Excellent reporting, Ian, thank you very much.
And what a coincidence, Rick’s stations are the news “partner” for the Advertiser. The circle just keeps expanding. You have to know for a fact that his news director is not going to assign an agressive story about CPB. It would be suicide. I always thought it was highly unusual for a local publicly held company to have a top media executive on their board.
“Central Pacific Bank remains an important player and a competitive one, offering attractive deposit rates that have helped keep its customer base strong and giving consumers another choice. ”
http://www.honoluluadvertiser.com/article/20100318/OPINION01/3180311/A+leaner+bank+is+better+than+no+bank
re-posted on Facebook. This kind of important reporting cannot be ignored. Thanks, Ian.
Central Pacific Bank got TARP bailout money after the call from Inouye.
Good stuff, Ian.
Still some eyes open around here. Thanks.
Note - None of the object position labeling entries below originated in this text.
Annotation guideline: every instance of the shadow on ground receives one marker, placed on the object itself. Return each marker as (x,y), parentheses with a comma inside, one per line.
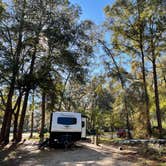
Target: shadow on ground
(28,154)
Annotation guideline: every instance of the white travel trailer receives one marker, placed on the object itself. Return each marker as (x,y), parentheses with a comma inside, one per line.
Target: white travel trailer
(67,127)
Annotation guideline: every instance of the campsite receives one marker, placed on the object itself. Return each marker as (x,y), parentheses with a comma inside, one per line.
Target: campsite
(83,82)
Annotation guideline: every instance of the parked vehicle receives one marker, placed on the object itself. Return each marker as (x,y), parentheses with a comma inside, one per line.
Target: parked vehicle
(121,133)
(66,128)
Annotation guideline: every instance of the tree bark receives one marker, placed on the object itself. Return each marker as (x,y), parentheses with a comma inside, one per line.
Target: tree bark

Given the poor performance of the company you would think the BOD would have some responsibility for things….instead they glow over each other.
Good work, Ian.
Beyond the Blangiardi angle, I’m wondering what kind of separation package former CEO/Chair Migita will receive, especially considering that the initial stories mentioned that there will be many CPB workers losing their jobs. The recent stories, however, focus almost entirely on the “new guy.”